Safely normalizing data via SQL query

Suppose I have a table of customers:

CREATE TABLE customers (
    customer_number  INTEGER,
    customer_name    VARCHAR(...),
    customer_address VARCHAR(...)
)

This table does not have a primary key. However, customer_name and customer_address should be unique for any given customer_number.

It is not uncommon for this table to contain many duplicate customers. To get around this duplication, the following query is used to isolate only the unique customers:

SELECT
  DISTINCT customer_number, customer_name, customer_address
FROM customers

Fortunately, the table has traditionally contained accurate data. That is, there has never been a conflicting customer_name or customer_address for any customer_number. However, suppose conflicting data did make it into the table. I wish to write a query that will fail, rather than returning multiple rows for the customer_number in question.

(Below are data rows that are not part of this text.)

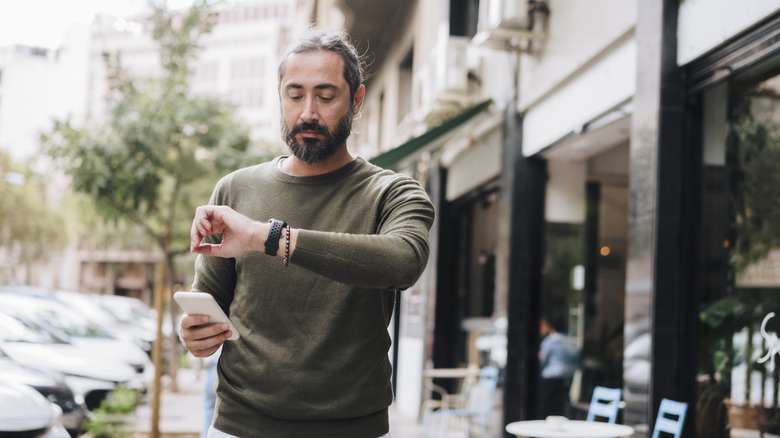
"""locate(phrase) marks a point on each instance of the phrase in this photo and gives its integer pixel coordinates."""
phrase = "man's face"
(316, 106)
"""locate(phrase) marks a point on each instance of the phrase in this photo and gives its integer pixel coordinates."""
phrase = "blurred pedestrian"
(558, 358)
(311, 293)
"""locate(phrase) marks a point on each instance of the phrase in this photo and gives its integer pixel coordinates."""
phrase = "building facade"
(606, 165)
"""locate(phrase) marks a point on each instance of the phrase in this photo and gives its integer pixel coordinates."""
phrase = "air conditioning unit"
(510, 24)
(506, 14)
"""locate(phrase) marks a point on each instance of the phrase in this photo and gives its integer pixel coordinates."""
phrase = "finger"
(207, 249)
(189, 321)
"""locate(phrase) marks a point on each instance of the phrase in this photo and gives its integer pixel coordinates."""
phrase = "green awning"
(398, 153)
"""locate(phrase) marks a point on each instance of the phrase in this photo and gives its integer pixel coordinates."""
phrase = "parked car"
(49, 383)
(141, 328)
(133, 315)
(83, 333)
(26, 413)
(91, 377)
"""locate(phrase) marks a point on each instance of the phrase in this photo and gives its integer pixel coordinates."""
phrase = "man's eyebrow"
(316, 87)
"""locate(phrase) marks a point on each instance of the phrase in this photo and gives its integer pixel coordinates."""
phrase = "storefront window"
(583, 291)
(738, 349)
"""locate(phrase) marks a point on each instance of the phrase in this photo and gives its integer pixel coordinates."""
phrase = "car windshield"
(55, 314)
(13, 329)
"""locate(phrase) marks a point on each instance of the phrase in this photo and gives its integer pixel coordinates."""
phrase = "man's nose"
(310, 113)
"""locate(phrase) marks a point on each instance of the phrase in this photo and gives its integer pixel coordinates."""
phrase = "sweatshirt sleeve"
(216, 275)
(393, 258)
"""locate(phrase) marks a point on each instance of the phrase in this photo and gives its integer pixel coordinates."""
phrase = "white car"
(50, 384)
(90, 377)
(25, 412)
(83, 334)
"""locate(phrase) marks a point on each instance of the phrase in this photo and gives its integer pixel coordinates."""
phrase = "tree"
(29, 228)
(161, 148)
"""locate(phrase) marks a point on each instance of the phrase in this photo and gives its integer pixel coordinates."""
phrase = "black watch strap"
(272, 242)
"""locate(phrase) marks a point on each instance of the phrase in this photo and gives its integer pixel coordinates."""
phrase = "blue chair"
(665, 422)
(476, 409)
(605, 403)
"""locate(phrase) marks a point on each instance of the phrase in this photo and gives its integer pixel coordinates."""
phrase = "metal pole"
(157, 352)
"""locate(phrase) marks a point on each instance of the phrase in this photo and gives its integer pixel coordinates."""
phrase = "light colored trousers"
(214, 433)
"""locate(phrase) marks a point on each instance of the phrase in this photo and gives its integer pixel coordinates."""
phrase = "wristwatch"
(272, 242)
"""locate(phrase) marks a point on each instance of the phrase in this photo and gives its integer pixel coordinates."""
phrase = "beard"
(313, 150)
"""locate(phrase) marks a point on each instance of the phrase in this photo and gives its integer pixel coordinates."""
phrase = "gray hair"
(315, 41)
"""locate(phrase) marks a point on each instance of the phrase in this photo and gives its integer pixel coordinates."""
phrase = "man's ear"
(357, 101)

For example, I tried this query with no success:

SELECT
  customer_number, DISTINCT(customer_name, customer_address)
FROM customers
GROUP BY customer_number

Is there a way to write such a query using standard SQL? If not, is there a solution in Oracle-specific SQL?

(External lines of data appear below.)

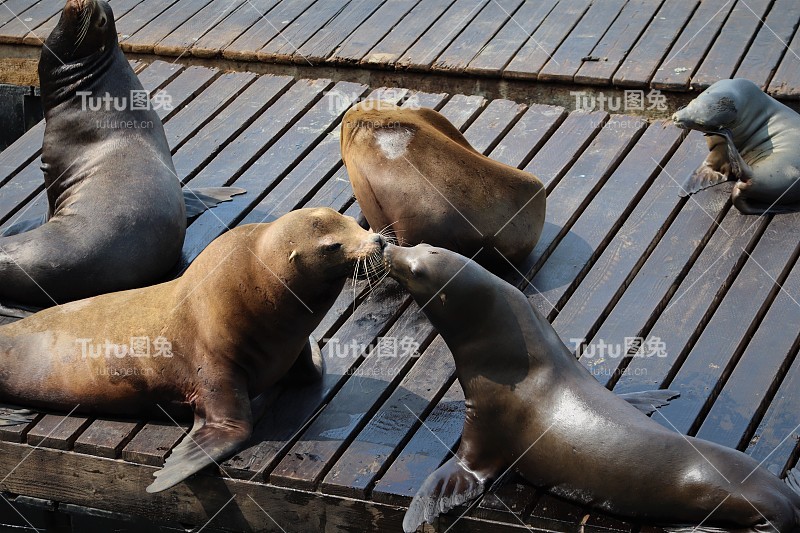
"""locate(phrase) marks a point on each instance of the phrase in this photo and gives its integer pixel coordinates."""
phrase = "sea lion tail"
(199, 200)
(451, 485)
(11, 416)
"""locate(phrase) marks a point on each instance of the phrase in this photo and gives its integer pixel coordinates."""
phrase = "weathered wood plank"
(499, 51)
(541, 46)
(692, 45)
(713, 356)
(763, 56)
(695, 300)
(731, 44)
(649, 51)
(369, 34)
(480, 31)
(612, 49)
(427, 48)
(392, 47)
(580, 42)
(758, 372)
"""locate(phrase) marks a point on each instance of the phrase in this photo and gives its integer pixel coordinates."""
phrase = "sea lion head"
(718, 107)
(323, 242)
(85, 28)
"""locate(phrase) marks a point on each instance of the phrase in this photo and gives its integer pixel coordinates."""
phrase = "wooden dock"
(712, 294)
(671, 45)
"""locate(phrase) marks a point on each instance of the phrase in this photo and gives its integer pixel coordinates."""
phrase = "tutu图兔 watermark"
(633, 100)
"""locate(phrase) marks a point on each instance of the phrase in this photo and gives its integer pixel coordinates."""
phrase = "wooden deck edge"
(112, 484)
(18, 66)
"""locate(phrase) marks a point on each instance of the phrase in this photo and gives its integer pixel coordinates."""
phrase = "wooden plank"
(603, 216)
(541, 46)
(180, 41)
(346, 413)
(610, 52)
(28, 21)
(476, 35)
(144, 40)
(713, 356)
(325, 41)
(565, 146)
(694, 302)
(230, 123)
(776, 438)
(106, 438)
(578, 45)
(260, 174)
(693, 43)
(152, 444)
(422, 54)
(655, 283)
(642, 61)
(391, 427)
(57, 432)
(579, 185)
(406, 32)
(757, 374)
(763, 56)
(631, 245)
(786, 81)
(497, 53)
(245, 20)
(316, 168)
(284, 46)
(731, 44)
(140, 16)
(430, 446)
(369, 34)
(205, 107)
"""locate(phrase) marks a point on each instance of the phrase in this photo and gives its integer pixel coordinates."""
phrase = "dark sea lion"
(532, 406)
(414, 173)
(117, 215)
(753, 139)
(212, 340)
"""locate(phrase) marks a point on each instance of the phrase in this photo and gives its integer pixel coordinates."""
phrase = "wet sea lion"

EDIT: The rationale behind the bizarre query:

Truth be told, this customers table does not actually exist (thank goodness). I created it hoping that it would be clear enough to demonstrate the needs of the query. However, people are (fortunately) catching on that the need for such a query is the least of my worries, based on that example. Therefore, I must now peel away some of the abstraction and hopefully restore my reputation for suggesting such an abomination of a table...

I receive a flat file containing invoices (one per line) from an external system. I read this file, line-by-line, inserting its fields into this table:

CREATE TABLE unprocessed_invoices (
    invoice_number   INTEGER,
    invoice_date     DATE,
    ...
    // other invoice columns
    ...
    customer_number  INTEGER,
    customer_name    VARCHAR(...),
    customer_address VARCHAR(...)
)

As you can see, the data arriving from the external system is denormalized. That is, the external system includes both the invoice data and its associated customer data on the same line. It is possible that multiple invoices will share the same customer, therefore it is possible to have duplicate customer data.

The system cannot begin processing the invoices until all customers are guaranteed to be registered with the system. Therefore, the system must identify the unique customers and register them as necessary. This is why I wanted the query: because I was working with denormalized data I had no control over.

SELECT
  customer_number, DISTINCT(customer_name, customer_address)
FROM unprocessed_invoices
GROUP BY customer_number

Hopefully this helps clarify the original intent of the question.

EDIT: Examples of good/bad data

To clarify: customer_name and customer_address only have to be unique for a particular customer_number.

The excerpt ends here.